Even the most loyal of homebodies are sick of being inside their own homes these days. Many of us have yet to learn that when we need a change, we should redo our places instead of butchering our own bangs, even if that means switching the furniture around.
Since we are all coveting our neighbors' homes, we put together a collection of the coolest and most unique homes in Dallas for maximum quarantine envy.
Rawlins Gilliland, poet, former national sales director of Neiman Marcus and commentator for KERA, lives in a space inspired by Henri Matisse. He discovered the painter at a young age and has been planning his dream home since.
“I decided at 9 I wanted to create rooms where I felt like I was living INSIDE a painting room,” he says of his decor.
The mid-century home is a couple of blocks away from the Great Trinity Forest. Every square inch of the property has been thoughtfully embellished with Asian, African and Expressionist art since Gilliland purchased it in the 1980s. Even his Christmas tree is one of a kind, so there's no reason to take it down.
The home to the Rosegarden Funeral Home band members has been a backdrop to many legendary guest-only parties and a hub for music fans, artists and photographers. The large Dallas house is between Garland and Mesquite, in the middle of your Goth-rock dreams, and is a stylish extension of the group's aesthetic.
Dallas artists Brian K. Jones and Brian K. Scott have been partners for close to 30 years as the art duo Chuck & George, noted for their playful, fantastical and humorous work. Their Oak Cliff home is a place where boredom would be a sin.

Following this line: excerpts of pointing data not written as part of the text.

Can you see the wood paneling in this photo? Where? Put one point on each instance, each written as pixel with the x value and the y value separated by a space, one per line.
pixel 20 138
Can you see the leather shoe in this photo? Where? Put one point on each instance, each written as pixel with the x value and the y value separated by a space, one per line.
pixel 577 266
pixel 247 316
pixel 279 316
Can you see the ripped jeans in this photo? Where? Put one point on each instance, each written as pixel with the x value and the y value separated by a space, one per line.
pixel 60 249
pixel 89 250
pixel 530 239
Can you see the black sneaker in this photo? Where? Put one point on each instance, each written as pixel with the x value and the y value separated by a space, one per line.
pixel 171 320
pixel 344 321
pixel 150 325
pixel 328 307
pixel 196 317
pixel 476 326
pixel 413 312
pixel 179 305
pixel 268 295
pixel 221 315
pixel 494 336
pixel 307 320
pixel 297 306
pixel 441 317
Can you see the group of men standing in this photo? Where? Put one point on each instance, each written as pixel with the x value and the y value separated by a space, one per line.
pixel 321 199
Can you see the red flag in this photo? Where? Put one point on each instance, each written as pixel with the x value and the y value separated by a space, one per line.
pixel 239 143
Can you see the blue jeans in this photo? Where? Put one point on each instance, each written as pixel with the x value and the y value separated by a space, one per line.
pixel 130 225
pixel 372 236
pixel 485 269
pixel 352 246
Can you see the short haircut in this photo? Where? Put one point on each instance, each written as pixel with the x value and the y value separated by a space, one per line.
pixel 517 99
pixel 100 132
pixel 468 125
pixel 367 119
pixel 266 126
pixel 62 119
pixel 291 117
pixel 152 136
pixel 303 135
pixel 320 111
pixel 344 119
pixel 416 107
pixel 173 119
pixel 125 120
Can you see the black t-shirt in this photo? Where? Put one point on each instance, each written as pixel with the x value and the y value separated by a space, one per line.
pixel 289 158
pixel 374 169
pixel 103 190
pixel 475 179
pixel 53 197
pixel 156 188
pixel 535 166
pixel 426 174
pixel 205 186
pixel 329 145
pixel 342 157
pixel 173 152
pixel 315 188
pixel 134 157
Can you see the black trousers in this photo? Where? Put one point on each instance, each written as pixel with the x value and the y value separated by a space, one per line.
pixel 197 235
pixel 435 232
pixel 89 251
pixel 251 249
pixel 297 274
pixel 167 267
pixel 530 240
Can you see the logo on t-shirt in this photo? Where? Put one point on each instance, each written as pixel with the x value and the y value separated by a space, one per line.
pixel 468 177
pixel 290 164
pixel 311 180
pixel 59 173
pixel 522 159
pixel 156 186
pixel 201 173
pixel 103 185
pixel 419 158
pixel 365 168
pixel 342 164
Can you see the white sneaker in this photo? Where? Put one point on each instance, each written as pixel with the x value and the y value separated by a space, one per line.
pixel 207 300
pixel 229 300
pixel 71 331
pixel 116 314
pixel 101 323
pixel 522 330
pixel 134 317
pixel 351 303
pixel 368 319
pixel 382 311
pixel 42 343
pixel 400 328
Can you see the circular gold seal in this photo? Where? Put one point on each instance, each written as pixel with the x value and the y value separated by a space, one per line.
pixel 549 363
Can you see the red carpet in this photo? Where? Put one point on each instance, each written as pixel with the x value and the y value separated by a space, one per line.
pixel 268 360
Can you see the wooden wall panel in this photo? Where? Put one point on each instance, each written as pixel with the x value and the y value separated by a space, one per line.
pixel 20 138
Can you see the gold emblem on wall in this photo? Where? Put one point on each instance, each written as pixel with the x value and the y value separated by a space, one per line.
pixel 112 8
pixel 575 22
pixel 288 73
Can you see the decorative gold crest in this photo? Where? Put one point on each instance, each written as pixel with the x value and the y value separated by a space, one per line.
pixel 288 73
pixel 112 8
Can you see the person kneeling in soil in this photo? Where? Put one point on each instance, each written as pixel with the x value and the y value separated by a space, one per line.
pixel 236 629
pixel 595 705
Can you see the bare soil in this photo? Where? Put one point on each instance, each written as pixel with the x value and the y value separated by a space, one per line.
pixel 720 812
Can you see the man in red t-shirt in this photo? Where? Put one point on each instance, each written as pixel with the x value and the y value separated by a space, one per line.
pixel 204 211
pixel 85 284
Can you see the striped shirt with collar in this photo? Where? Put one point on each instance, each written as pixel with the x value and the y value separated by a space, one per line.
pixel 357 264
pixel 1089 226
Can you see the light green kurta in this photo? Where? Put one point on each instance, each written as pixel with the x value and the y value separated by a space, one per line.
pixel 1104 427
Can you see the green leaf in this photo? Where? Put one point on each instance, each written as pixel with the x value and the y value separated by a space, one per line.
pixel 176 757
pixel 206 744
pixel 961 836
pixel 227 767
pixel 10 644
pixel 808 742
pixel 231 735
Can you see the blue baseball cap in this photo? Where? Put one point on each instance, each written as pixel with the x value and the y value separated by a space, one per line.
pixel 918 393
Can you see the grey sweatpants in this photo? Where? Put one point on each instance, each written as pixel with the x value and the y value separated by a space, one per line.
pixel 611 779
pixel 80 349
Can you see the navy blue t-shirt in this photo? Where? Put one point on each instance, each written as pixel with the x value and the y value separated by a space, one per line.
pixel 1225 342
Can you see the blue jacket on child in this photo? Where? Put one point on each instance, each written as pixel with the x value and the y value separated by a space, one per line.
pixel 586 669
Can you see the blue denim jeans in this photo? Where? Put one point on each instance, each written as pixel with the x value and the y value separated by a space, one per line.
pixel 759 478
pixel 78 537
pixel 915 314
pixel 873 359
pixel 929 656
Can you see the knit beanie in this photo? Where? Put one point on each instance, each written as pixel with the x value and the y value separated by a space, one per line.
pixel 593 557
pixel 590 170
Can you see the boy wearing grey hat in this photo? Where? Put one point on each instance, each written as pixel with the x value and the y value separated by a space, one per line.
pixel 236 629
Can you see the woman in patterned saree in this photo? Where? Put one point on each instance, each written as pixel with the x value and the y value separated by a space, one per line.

Artist Preston Pannek is known for filling Deep Ellum's walls with pop culture scenes and for celebrating local heroes with his mural art. Pannek's home is covered by nine different murals, even on the outdoor dumpster. With music and art studios, arcade games and a bar, Pannek's 3,000-square-foot Deep Ellum loft is an ideal party house. The bathroom says it all. Literally.
Michael Roos is a long-time DJ, and his house is a thirst trap for music lovers with a colossal collection of vinyl, an adjoined music studio and walls lined with memorabilia. Roos' place is more like a Hard Rock Cafe than a house, though it probably has better food.
In Dallas' Lakewood neighborhood, you'll find the home of Polyphonic Spree's and Tripping Daisy's Tim DeLaughter, and his family, who moved into the space in 2006.
DeLaughter's wife Julie Doyle says they added a second story to the house, and redesigned the landscape until the place looked like a "mid-century modern treehouse” — as it sits up on a hill. The property is sleek, and full of music history. "We are a family of musicians," Doyle says... "and much music has been written in the studio looking over trees."
Jeremy and Kelsey Turner are hella nostalgic and know how to transport us right back to our childhoods. The '80s-themed "The McFly" draws inspiration from John Hughes movies. But, if the '90s is your era, the couple has another property, "The Slater," inspired by '90s sitcoms like Saved by the Bell. Both places are in Lower Greenville and feature a cereal bar and video games. The best part is you can rent both on AirBnB. So make a whole night of calling your crush and watching Winona Ryder movies.